I have mixed feelings about some of the thoughts and ideas expressed in a recent ACRLog post from Sarah Crissinger about first generation students and/or professionals. In her blog (and other blogs she links to) there is a discussion of the being a first generation college student and how that negatively affects students’ feelings of worth, guilt, or sense of belonging. In response to this issue, many colleges offer support services targeted to first generation college students, and, in some cases students themselves form first-generation support groups.
I think it’s a worthwhile endeavor to research the first-generation student experience and to apply that research to help students adjust to an academic setting. But what gives me pause it the suggestion that this type of support should be continued into the professional world. I’m not so sure it should be.
Like many of the bloggers on this issue, I was also a first generation college student. I grew up in a single-parent home where income was not constant and I was the first in my family to go to college. No doubt that my background experiences affected how I acclimated to college and even major parts of my personality today. But at the time, and even now, I eschewed the idea that because I was poor that I could not perform on the same level as my peers. I distinctly remember being somewhat offended at the invitation to low-income student support services, but I also remember times when my low-income background and status put me at odds with my peers. However, I adapted, learned, and simply did what was asked of me and I was able to succeed.
So it may be no surprise that I’m hard-nosed about first-generation professional support.

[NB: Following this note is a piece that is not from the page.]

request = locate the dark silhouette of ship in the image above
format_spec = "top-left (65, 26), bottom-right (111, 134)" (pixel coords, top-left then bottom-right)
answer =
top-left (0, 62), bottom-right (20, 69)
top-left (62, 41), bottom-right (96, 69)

I don’t know if it’s because of my background and/or personality, but I believe that everyone has feelings of insecurity at each new stage of their life: elementary school, high school, new relationships, college, marriage, every job/career. And I bet if I’m lucky enough to make it to a retirement home I’ll feel insecure about being there too. Impostor syndrome is a real, wide-spread issue and I hope to blog about it in the future since it’s a fascinating topic and I’m no stranger to the syndrome. But for now I’m arguing this: feelings of insecurity about being in a new, professional setting are shared experiences among everyone in the profession. There is no need to subdivide the new professionals and suggest that not only is one’s socio-economic background the sole reason for insecure feelings, but to also claim that only someone from the same socio-economic background can understand and help work through those feelings.
Don’t get me wrong – there are marginalized groups who are inarguably affected everyday by their status and they should seek support if they feel the need. But having once been poor (or just not rich) isn’t a marginalized status, is it? It feels a bit too “me too” in discussions of privilege and disadvantage. I just don’t think having grown up in a lower to middle income family is a burden that should be carried with you into the professional world. We’re spreading the concepts of disadvantage and marginalization too thin. If everyone is marginalized, no one is marginalized.
But maybe I’ve just adopted too much of the typical masculine mantra when it comes to the profession: suck it up and walk it off.